Nella raccolta differenziata finisce solo un terzo – Il primo passaggio è quello della raccolta differenziata. La percentuale di raccolta differenziata sulla produzione nazionale di rifiuto urbano nel 2018 è del 58,1% (ossia 17,5 milioni di tonnellate) con una crescita di 2,6 punti rispetto al 2017. Al Nord si sale al 67,7%, al Centro è al 54,1% e al Sud 46,1%. Solo che i numeri della plastica sono diversi. Perché quando si passa dalla torta dei rifiuti urbani prodotti a quella dei rifiuti differenziati, quelli plastici rappresentano solo il 7,8 per cento del totale. Nel 2018 la frazione plastica della raccolta differenziata è stata pari a poco più di 1,3 milioni di tonnellate. È il 7,4% in più rispetto al 2017, ma circa un terzo della produzione totale. C’è da sottolineare che il 94% di questi rifiuti plastici raccolti in modo differenziato è costituito da imballaggi. “La raccolta differenziata è prevalentemente presente nella filiera degli imballaggi – ha spiegato Lanz – perché lì è presente un sistema EPR (di responsabilità estesa del produttore, ndr) e di corrispettivo ai Comuni per i maggiori oneri di raccolta differenziata”.
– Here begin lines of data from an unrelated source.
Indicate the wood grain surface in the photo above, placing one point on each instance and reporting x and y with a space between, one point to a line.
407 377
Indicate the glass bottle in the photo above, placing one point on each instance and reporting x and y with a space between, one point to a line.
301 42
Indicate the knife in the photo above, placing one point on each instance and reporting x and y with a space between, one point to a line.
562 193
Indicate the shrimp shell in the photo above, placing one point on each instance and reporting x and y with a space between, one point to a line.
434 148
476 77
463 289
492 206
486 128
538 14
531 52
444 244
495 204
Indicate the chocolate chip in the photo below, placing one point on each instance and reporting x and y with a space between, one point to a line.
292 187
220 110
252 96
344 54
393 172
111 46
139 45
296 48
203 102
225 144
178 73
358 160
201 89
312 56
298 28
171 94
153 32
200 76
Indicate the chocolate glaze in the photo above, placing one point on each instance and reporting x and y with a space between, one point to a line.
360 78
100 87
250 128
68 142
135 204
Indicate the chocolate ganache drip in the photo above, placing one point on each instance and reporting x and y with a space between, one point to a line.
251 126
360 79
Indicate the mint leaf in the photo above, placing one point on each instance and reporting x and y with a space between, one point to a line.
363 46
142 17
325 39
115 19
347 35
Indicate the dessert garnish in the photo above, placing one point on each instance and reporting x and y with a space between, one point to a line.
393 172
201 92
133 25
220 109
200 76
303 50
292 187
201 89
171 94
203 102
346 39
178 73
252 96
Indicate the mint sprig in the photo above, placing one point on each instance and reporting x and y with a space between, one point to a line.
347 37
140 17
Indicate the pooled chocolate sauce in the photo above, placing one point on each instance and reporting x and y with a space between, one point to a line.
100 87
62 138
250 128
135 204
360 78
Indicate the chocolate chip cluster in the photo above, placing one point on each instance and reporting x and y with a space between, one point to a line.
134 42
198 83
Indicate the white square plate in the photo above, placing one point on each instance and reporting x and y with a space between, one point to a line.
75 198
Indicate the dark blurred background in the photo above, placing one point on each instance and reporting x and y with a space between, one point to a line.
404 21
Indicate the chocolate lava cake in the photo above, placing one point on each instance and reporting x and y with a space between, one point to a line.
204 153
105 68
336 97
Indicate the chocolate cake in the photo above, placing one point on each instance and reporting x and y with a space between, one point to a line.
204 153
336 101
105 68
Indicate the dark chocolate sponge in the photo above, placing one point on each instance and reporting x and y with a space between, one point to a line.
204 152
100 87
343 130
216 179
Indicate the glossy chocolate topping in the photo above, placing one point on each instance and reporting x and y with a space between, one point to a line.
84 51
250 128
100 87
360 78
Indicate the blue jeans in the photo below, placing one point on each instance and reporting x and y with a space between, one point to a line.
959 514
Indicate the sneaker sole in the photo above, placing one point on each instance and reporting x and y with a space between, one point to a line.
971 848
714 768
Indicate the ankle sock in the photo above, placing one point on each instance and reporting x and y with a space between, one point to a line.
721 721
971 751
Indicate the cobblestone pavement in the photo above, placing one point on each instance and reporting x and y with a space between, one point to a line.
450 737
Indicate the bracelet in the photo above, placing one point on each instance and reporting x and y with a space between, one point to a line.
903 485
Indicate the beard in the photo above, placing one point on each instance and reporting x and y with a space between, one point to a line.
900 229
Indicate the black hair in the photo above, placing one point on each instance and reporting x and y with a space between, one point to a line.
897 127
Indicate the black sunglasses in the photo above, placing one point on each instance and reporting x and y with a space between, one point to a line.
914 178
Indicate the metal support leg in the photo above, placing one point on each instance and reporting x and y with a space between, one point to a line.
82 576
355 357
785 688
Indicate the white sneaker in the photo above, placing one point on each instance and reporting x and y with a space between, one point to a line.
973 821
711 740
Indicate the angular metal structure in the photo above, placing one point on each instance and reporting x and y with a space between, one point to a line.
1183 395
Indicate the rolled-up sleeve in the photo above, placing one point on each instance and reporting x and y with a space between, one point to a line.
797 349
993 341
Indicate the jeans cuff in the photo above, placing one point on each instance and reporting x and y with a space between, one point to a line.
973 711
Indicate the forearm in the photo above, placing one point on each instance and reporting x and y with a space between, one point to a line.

Il 15% dell’indifferenziato è plastica – Tale quota è stata stimata da Ispra sulla base delle analisi merceologiche effettuate sul rifiuto urbano indifferenziato in ingresso agli impianti di trattamento meccanico biologico, di discarica e di incenerimento, che hanno evidenziato mediamente la presenza di circa il 15% di plastica. Rispetto al totale di rifiuti plastici prodotti, solo il 40% viene avviato ad operazioni di riciclaggio (il 31% di rifiuto di imballaggio e un altro 9% di altri rifiuti in plastica). Tanto che la percentuale di riciclaggio dei soli rifiuti di imballaggio supera gli obiettivi finora previsti, ma non quelli del 50% fissati al 2025 dalla direttiva 2018/852/Ue, recepita nell’ordinamento nazionale. Tra ciò che non arriva al riciclo c’è anche la plastica esportata all’estero, prima in Cina, ora in altri Paesi del Sud-Est Asiatico, ma anche d’Europa. Sono diverse le criticità riconosciute a livello globale: dai bassi livelli di riutilizzo e di riciclaggio di plastiche a fine vita, soprattutto in confronto ad altri flussi di materiali (come carta, vetro o metalli), alle percentuali di smaltimento in discarica e negli inceneritori, ancora troppo elevate, fino alla scarsa domanda sul mercato di plastiche riciclate. “L’attuale sistema di gestione degli imballaggi e dei rifiuti di imballaggio individua la Responsabilità estesa del produrre (Epr) – ha spiegato Lanz – attraverso lo strumento economico del contributo ambientale, quale sostegno dei costi di raccolta e trattamento. E il recepimento delle direttive del pacchetto Economia circolare, prevedendo la possibilità di estendere il principio di Epr ad ulteriori flussi di rifiuti, rappresenta un’opportunità per creare un circuito di valorizzazione anche per le plastiche non da imballaggio”.